'The Trial of the Chicago 7': What happened to the 8th defendant? Here's why Bobby Seale was given mistrial

Seale was the only Black defendant in the group and as is portrayed in the film, he was subjected to a lot of mistreatment by Judge Julius Hoffman


                            'The Trial of the Chicago 7': What happened to the 8th defendant? Here's why Bobby Seale was given mistrial
Yahya Abdul-Mateen as Bobby Seale in 'The Trial of the Chicago 7' (Netflix)

The Aaron Sorkin-written and directed political drama 'The Trial of the Chicago 7' is now finally on Netflix. The film had been in development by Sorkin for more than a decade and after its theatrical release was hampered by the ongoing Covid-19 pandemic, which is why it has found itself on the streaming platform. The movie focuses on the infamous Chicago conspiracy trial that took place in 1969 in the aftermath of the Chicago protests of the previous year, amid the Democratic National Convention.

Eight people were originally charged by the US federal government with conspiracy, inciting to riot, and other charges — Abbie Hoffman, Jerry Rubin, Bobby Seale, David Dellinger, Tom Hayden, Rennie Davis, John Froines and Lee Weiner. It was because of this that the group of defendants was initially called the Chicago Eight.

So, what happened to the eighth defendant and why did it come down to the Chicago Seven? As we see in the movie, Bobby Seale (played by Yahya Abdul-Mateen II) was charged alongside the other seven though he had a negligible role in the Chicago protests. Seale was only in Chicago for only two days during the convention and it is likely as is stated in the movie that he was charged to bring in the Black Panthers to the group. The Black Panther Party was notable for their violent views, though they also ran medical clinics and served free breakfasts to schoolchildren, among other programs.

Seale was the only Black defendant in the group and again, as is portrayed in the film, he was subjected to a lot of mistreatment by Judge Julius Hoffman (Frank Langella). As portrayed in the Sorkin film, Seale's chosen lawyer Charles Garry had undergone gallbladder surgery, however, Judge Hoffman denied Garry's request to postpone the trial and assigned Seale a new lawyer. Seale rejected the court-appointed lawyer and asserted his right to defend himself. When Hoffman told him that he could not do so, Seale called him a racist, a bigot, and a fascist, as he continued to attempt to represent himself in court.

Bobby Seale bound and gagged during the Chicago conspiracy trial in an illustration from the courtroom (Getty Images)

 

On October 29, about a month into the trial, Judge Hoffman gave the order to gag Seale and chain him to his chair after he repeatedly shouted accusations and insults at the judge and prosecution and disrupted the court proceedings. There were no cameras allowed in the courtroom, but newspapers printed the shocking sketches of Seale bound and gagged in court. The following day, the noisy chains were replaced by a strap. Seale's mouth was taped with a gag on top. His jaw was tied shut by a strip of cloth wrapped from the bottom of his chin to the top of his head. For several days, this is how Seale appeared in court, struggling to get free and managing to make muffled sounds. This prompted Defense Attorney William Kunstler (played by Mark Rylance in the film) to tell Judge Hoffman, "This is no longer a court of order, Your Honor, this is a medieval torture chamber."
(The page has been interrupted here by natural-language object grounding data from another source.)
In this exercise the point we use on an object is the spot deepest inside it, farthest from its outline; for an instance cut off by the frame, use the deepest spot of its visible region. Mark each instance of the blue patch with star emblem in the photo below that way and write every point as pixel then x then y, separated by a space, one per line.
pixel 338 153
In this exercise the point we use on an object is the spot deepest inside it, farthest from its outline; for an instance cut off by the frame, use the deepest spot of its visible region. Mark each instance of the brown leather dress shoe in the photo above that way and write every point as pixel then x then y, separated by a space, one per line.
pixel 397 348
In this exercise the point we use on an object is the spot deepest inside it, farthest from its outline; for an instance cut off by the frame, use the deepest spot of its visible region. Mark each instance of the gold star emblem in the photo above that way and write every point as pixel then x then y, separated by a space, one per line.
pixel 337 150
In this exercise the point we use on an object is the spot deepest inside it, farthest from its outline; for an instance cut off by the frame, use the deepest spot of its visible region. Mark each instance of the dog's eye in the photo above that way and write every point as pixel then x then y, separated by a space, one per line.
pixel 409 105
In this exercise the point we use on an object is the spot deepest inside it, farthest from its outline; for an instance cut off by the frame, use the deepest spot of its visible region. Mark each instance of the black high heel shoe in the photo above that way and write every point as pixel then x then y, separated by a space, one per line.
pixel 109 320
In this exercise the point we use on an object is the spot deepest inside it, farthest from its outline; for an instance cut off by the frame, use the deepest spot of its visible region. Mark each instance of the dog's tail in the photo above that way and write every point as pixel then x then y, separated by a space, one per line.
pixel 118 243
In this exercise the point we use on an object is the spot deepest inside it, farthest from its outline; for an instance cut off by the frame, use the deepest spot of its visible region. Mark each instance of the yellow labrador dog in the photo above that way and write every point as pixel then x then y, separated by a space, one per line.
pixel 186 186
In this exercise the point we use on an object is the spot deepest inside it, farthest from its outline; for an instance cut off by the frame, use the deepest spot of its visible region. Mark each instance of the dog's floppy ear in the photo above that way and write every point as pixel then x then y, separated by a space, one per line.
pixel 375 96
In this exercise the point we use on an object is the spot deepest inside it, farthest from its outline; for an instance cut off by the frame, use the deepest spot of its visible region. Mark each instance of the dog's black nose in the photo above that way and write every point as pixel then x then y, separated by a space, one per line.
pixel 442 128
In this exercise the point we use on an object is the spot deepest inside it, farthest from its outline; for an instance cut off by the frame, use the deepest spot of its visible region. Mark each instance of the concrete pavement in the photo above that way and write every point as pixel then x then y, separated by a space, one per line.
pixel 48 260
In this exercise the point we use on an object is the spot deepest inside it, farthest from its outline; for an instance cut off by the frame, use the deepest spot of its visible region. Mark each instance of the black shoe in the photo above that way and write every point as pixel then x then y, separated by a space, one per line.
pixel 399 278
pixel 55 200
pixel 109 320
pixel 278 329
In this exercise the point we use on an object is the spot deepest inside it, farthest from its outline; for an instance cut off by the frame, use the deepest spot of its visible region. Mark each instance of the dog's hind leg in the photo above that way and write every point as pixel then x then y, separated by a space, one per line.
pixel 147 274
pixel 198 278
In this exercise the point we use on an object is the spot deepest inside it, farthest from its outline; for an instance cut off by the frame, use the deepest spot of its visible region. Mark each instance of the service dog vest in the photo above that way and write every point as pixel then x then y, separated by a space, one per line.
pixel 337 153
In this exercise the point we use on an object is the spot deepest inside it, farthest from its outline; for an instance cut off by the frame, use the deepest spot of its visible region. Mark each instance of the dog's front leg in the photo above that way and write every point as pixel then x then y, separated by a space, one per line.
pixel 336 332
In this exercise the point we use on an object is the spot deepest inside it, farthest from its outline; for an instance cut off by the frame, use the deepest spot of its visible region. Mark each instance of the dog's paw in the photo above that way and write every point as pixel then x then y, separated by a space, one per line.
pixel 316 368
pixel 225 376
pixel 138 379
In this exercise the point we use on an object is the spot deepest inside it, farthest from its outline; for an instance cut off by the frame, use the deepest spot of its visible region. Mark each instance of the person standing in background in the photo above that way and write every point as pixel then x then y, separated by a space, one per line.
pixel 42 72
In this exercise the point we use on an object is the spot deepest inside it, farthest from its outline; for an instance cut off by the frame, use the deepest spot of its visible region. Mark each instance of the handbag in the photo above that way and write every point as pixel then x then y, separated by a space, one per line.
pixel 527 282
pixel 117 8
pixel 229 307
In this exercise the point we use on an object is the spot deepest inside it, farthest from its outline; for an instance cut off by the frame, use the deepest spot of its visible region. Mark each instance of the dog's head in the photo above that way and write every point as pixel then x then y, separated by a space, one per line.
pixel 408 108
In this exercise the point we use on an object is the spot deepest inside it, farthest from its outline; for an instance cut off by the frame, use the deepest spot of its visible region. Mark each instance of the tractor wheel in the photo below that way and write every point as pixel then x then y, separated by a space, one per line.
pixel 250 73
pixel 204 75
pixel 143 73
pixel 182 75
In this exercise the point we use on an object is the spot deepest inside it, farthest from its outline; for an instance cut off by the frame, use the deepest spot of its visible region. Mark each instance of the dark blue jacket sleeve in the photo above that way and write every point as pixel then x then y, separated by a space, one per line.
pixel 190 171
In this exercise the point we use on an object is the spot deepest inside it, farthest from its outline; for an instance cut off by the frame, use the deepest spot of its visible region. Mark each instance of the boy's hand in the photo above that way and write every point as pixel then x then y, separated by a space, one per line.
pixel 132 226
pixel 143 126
On November 3, Judge Hoffman allowed Seale into the courtroom without his restraints and warned him against more interruptions. However, Seale continued to disrupt a trial and Judge Hoffman declared a mistrial in Bobby Seale's case after a request from the US Attorney's office. Hoffman did find Seale guilty of 16 acts of contempt of court and sentenced him to four years in prison.

Judge Hoffman intended to try Seale separately for conspiracy in a new trial next year. However, after a jury failed to convict the Chicago Seven of conspiracy, the US attorney in Chicago told Judge Hoffman that “it would be inappropriate to try Seale alone on a conspiracy charge,” and the judge dropped Seale’s charges. In 1972, the Court of Appeals ruled that Judge Hoffman abused his power by rejecting Bobby Seale's claim that he lacked legal representation. Hoffman was also criticized for his "often antagonistic" attitude towards the defendants.

'The Trial of the Chicago 7' is now streaming on Netflix.